Aphex Twin: Collapse EP

Collapse is wildly unpredictable and compelling.

Aphex Twin: Collapse EP

3.75 / 5

Richard D. James remains a willful, breakbeat-creating weirdo who makes alien music with better craftsmanship than most producers out there, but we’ve reached a place as a digital culture where he can release Aphex Twin music in a way that seems to match his restlessness. SoundCloud has afforded James the opportunity to directly release as many songs as he’d like, but it also allows him to subtly wink at the impermanence of the internet by regularly creating new accounts, uploading piles of new and old music and then deleting it all. The problem is, in the four years since he returned from hiatus, this practice seems to have replaced more conventional studio releases. Because of this, any “proper” Aphex Twin release—no matter the length—feels like a gift.

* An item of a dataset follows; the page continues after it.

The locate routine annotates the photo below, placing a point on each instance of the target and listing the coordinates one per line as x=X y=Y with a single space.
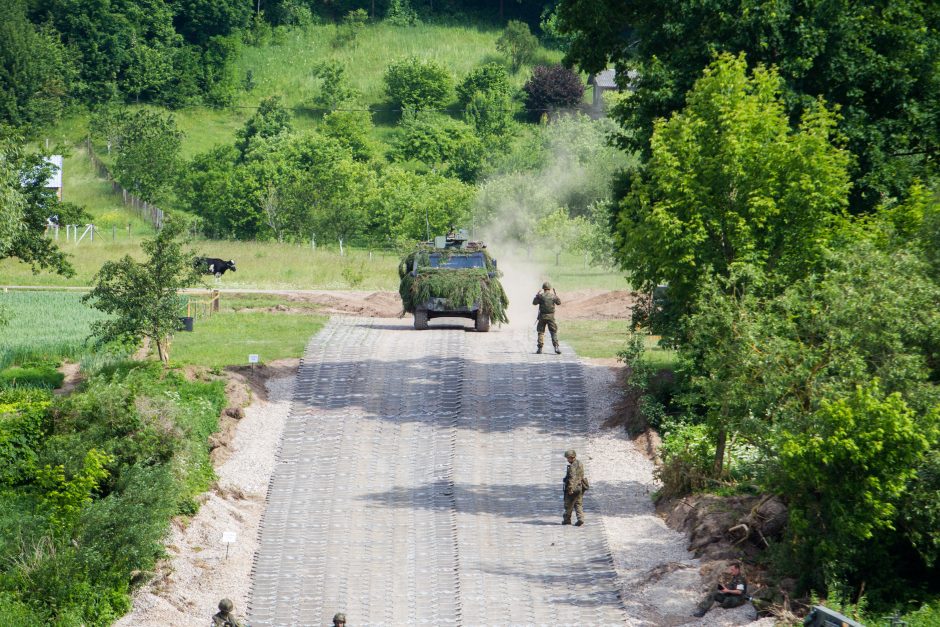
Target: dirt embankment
x=587 y=304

At first, Collapse, his newest five-track EP, can feel inessential. Opening track “T69 collapse” is a jumbled rush that feels like a by-the-numbers Aphex Twin song—at least, it does for about one minute until the entire mood of the song shifts, and then shifts again later. These drastic shifts in tone are where the magic of Collapse lies: though only five tracks, the EP makes great strides in feeling like a full album’s worth of songs. James is more restless than normal here, and it suits him well: he flits in and out of moods and atmospheres, never repeating the same phrase twice, which is both initially disorienting and ultimately deeply satisfying. What could be a throwaway collection proves to be another reminder of his continued strength as a musician, and how much he can accomplish in just five tracks.

“1st 44” dazzles by being less outwardly flashy: it’s a heady trip full of skittering beats that sound so crisp, you have to wonder how long James spent polishing each of them, and he pairs them with rich, deep bass tones that represent some of the most aurally pleasing sounds in the Aphex Twin catalog. The song begins to gain speed as it progresses, but its tempo never gets especially fast. And, like the best Aphex Twin songs, hours could be spent studying the way the track moves, and how it’s never quite menacing but still produces a minor air of an unknown danger. James is remarkable in how easily he can unsettle the listener without a single word spoken, which is part of what makes “1st 44” the best song here.

And yet what’s most remarkable about Collapse is that every one of these songs are as worthy of granular examination as “1st 44.” “MT1 t29r2” matches the aforementioned track’s tone before pulling back and growing more severe, and then nearly everything drops out, replaced by the sounds of a synthesized harp, twinkling alongside an insect-like rat-a-tat. This mode repeatedly invades and retracts, keeping the listener off balance. Meanwhile, “abundance10edit[2 R8’s, FZ20m & a 909],” with its unsettling ghost voices echoing against James’ 909 beats, then pulls us back into a place of bass-heaviness, briefly trying on a classic dubstep warble just long enough to make one wish he’d use it just a little bit more, before immediately dropping it. We end on “pthex,” the shortest track of the bunch. It brings the album back up to a more exhilarating speed, but an unsettling tone glides through beneath its driving beat, making the song feel sickly and haunted. We’re treated to a 22-second grinding halt, before he sends the listener careening into the classically Aphex Twin rush that “T69 collapse” only flirted with. Past this, he plays with ebb and flow in a way that feels like a victory lap—here to remind you that he’s still Richard D. James, and he’s still remarkably good at what he does.

Chances are, no matter the technology used, Aphex Twin will never again reach the prolific heights he displayed in the ‘90s. Quantity isn’t everything, though, and at just shy of half an hour, Collapse is wildly unpredictable and compelling.